Bambang mengatakan saat itu tidak ada usaha dari pemerintah untuk mengedukasi masyarakat untuk menyaksikan fenomena alam ini dengan aman.
Sejumlah alat yang aman digunakan untuk mengamati gerhana matahari.
Mitos tentang gerhana menjadi cerita rakyat Indonesia yang diwariskan dari generasi ke generasi terutama di Jawa dan Bali. Dongeng tentang Batara Kala (seringkali digambarkan sebagai raksasa) menelan Matahari dan Bulan yang menyebabkan keduanya menghilang, lalu muncul kembali setelah dimuntahkan.
Kepala Lembaga Penerbangan dan Antariksa Nasional Thomas Djamaluddin mengatakan fenomena gerhana ini tak lepas dari mitos tradisional itu dan mitos modern bahwa akan membuat mata buta.
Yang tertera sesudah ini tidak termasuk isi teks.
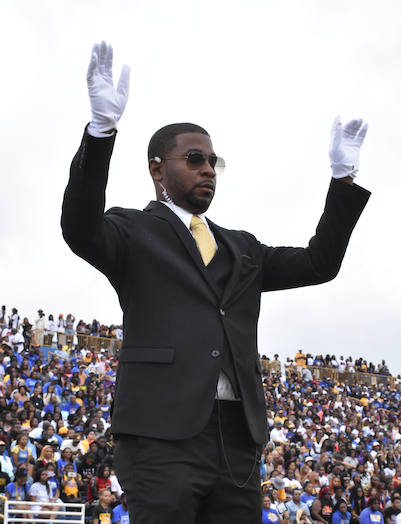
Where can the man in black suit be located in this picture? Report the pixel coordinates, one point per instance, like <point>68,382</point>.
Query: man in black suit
<point>189,410</point>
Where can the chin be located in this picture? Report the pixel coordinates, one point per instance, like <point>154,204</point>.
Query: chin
<point>200,205</point>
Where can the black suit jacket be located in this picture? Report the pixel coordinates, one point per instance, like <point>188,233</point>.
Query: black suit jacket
<point>175,322</point>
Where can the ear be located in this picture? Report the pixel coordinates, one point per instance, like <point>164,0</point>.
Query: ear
<point>156,169</point>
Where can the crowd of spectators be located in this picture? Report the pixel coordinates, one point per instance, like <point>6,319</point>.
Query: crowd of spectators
<point>55,445</point>
<point>331,362</point>
<point>333,454</point>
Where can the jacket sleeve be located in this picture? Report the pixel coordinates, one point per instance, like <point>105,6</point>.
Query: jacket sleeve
<point>289,267</point>
<point>90,233</point>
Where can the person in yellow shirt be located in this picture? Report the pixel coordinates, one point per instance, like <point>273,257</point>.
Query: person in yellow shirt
<point>90,437</point>
<point>300,360</point>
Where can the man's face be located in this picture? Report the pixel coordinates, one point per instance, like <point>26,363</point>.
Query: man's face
<point>296,495</point>
<point>192,190</point>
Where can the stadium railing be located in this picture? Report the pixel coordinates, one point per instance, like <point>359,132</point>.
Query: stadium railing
<point>68,513</point>
<point>319,373</point>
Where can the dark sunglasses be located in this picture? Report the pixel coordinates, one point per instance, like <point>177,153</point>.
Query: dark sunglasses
<point>195,160</point>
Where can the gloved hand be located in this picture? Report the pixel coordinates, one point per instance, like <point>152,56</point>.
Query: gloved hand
<point>345,145</point>
<point>107,103</point>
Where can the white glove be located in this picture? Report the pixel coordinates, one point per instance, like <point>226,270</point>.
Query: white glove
<point>107,103</point>
<point>345,145</point>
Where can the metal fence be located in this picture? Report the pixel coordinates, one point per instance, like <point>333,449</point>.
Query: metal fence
<point>332,374</point>
<point>68,513</point>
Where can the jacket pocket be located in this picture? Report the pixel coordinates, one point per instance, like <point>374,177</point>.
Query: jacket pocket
<point>161,355</point>
<point>258,366</point>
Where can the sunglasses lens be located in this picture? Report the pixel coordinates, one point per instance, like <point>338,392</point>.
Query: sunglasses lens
<point>196,160</point>
<point>219,165</point>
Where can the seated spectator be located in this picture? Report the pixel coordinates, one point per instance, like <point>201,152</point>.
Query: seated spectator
<point>372,514</point>
<point>41,492</point>
<point>21,454</point>
<point>121,516</point>
<point>326,504</point>
<point>103,512</point>
<point>340,513</point>
<point>46,457</point>
<point>18,490</point>
<point>71,482</point>
<point>99,482</point>
<point>295,504</point>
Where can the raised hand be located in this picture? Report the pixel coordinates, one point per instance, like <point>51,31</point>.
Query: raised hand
<point>107,103</point>
<point>345,145</point>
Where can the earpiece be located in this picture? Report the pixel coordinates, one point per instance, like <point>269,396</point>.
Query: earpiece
<point>164,192</point>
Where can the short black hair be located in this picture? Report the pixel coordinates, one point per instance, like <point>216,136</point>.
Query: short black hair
<point>164,140</point>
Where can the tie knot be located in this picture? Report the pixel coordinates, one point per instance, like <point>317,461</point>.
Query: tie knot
<point>204,239</point>
<point>196,221</point>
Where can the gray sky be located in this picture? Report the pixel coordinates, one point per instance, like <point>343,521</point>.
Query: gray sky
<point>266,79</point>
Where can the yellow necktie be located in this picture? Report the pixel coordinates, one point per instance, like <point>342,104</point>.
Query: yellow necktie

Menurut Thomas cahaya matahari ketika gerhana dan sehari-hari sama bahayanya, jadi disarankan hanya melihat secara sekilas saja.
"Tidak boleh terlalu lama karena bisa membahayakan mata, terutama ketika proses gerhana terjadi, tetapi ketika fase total justru aman untuk mata," jelas Thomas.
Dia menyarankan agar masyarakat yang ingin melihat gerhana menggunakan kacamata matahari yang bisa meredupkan cahaya matahari 100.000 kali. Alat lain yang dapat dipakai yaitu kacamata hitam, bisa membantu meredupkan cahaya matahari, kaca dengan jelaga, atau disket.
"Atau bekas film rontgen dan fotografi itu bisa digunakan untuk melihat proses gerhana itu harus hati-hati dan tidak bisa terlalu lama,” jelas Thomas.